Feature/scalar quantized off heap scoring
This adds off-heap scoring for our scalar quantization.
Opening as DRAFT as I still haven't fully tested out the performance characteristics. Opening early for discussion.
Half-byte is showing up as measurably slower with this change.
Candidate:
0.909 0.54
0.911 0.58
0.919 0.88
baseline:
0.909 0.30
0.911 0.33
0.919 0.47
Full-byte is slightly faster
candidate:
0.962 0.41
0.966 0.43
0.978 0.66
baseline:
0.962 0.47
0.966 0.48
0.978 0.73
are you reporting indexing times? query times?
are you reporting indexing times? query times?
Query times, single segment, 10k docs of 1024 dims.
Ok, I double checked, and indeed, half-byte is way slower when reading directly from memory segments instead of reading on heap. memsegment_vs_baseline.zip
The flamegraphs are wildly different. So much more time is being spent reading from memory segment and then comparing the vectors
candidate (this PR):
baseline:
@ChrisHegarty have you seen a significant performance regression on MemorySegments & JDK22?
Doing some testing, I updated my performance testing for this PR to use JDK22 and now it is WAY slower, more than 2x slower, even for full-byte.

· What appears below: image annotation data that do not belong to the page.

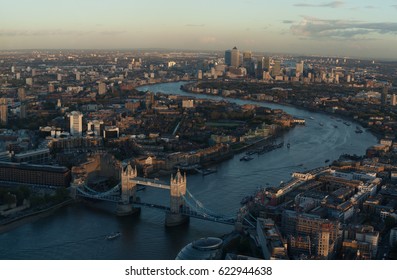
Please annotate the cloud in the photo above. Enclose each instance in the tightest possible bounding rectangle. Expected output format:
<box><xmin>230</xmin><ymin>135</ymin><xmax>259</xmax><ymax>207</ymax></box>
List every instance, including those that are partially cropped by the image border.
<box><xmin>294</xmin><ymin>1</ymin><xmax>344</xmax><ymax>8</ymax></box>
<box><xmin>290</xmin><ymin>17</ymin><xmax>397</xmax><ymax>39</ymax></box>
<box><xmin>199</xmin><ymin>36</ymin><xmax>216</xmax><ymax>44</ymax></box>
<box><xmin>0</xmin><ymin>29</ymin><xmax>92</xmax><ymax>37</ymax></box>
<box><xmin>185</xmin><ymin>23</ymin><xmax>205</xmax><ymax>27</ymax></box>
<box><xmin>99</xmin><ymin>30</ymin><xmax>126</xmax><ymax>36</ymax></box>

For int7, this branch is marginally faster (20%) with JDK21, but basically 2x slower on JDK22.
I wonder if our off-heap scoring for byte vectors also suffers on JDK22. The quantized scorer for int7 is just using those same methods.

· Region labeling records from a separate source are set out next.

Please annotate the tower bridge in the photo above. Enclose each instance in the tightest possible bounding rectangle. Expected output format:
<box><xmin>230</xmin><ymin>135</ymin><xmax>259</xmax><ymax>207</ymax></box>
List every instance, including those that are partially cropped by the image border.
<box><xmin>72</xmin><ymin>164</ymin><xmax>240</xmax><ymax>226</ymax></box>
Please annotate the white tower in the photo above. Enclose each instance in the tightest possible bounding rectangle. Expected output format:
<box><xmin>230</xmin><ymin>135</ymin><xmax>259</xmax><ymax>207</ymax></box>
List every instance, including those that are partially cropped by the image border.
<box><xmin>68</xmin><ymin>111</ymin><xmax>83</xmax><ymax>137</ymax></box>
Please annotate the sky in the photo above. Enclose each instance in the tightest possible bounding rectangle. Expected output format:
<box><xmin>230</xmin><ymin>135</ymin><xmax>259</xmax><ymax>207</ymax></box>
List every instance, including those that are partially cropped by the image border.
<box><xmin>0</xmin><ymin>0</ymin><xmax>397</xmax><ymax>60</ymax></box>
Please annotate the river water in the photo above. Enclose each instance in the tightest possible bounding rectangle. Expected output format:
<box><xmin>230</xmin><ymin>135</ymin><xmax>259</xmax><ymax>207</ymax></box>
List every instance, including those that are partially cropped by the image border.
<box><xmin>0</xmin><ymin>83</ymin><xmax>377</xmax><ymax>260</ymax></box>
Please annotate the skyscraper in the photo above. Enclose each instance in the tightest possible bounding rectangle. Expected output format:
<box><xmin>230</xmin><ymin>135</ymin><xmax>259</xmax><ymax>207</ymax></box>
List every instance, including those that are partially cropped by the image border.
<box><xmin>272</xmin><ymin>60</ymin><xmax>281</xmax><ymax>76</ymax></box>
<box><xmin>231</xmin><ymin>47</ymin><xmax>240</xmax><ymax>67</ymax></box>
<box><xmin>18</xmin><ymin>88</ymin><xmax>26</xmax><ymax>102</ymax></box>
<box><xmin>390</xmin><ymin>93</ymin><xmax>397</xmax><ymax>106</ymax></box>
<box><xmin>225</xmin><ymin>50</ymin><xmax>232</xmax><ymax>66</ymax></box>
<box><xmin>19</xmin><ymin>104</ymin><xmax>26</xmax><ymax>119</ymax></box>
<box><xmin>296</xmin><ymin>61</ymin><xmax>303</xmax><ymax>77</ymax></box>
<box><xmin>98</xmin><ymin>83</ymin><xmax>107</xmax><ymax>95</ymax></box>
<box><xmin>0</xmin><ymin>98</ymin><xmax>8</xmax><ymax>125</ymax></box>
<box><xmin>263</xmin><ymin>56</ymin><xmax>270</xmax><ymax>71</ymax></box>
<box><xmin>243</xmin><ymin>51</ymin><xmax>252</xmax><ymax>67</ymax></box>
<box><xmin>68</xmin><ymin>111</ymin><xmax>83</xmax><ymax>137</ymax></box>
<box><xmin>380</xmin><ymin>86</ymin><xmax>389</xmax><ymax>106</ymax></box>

To verify it wasn't some weird artifact in my code, I slightly changed it to where my execution path always reads the vectors on-heap and then wraps them in a memorysegment. Now JDK22 performs the same as JDK21 & the current baseline.
Its weird to me that reading from a memory segment onto ByteVector objects would be 2x slower on JDK22 than 21.
Regardless that its already much slower for the int4 case on both jdk 21 & 22.
Regardless that its already much slower for the int4 case on both jdk 21 & 22.
@benwtrent I was not aware, lemme take a look.
+1 to this feature
I work on Amazon product search, and in one of our searchers we see a high proportion of CPU cycles within HNSW search being spent in copying quantized vectors to heap:
Perhaps off-heap scoring could help us!
@kaivalnp feel free to take my initial work here and dig in deeper.
I haven't benchmarked it recently on later JVMs to figure out why I was experiencing such a weird slowdown when going off heap :/
Thanks @benwtrent! I opened #14863
I am gonna close this as work is progressing elsewhere, also, we should just move to off-heap bulk scoring ;)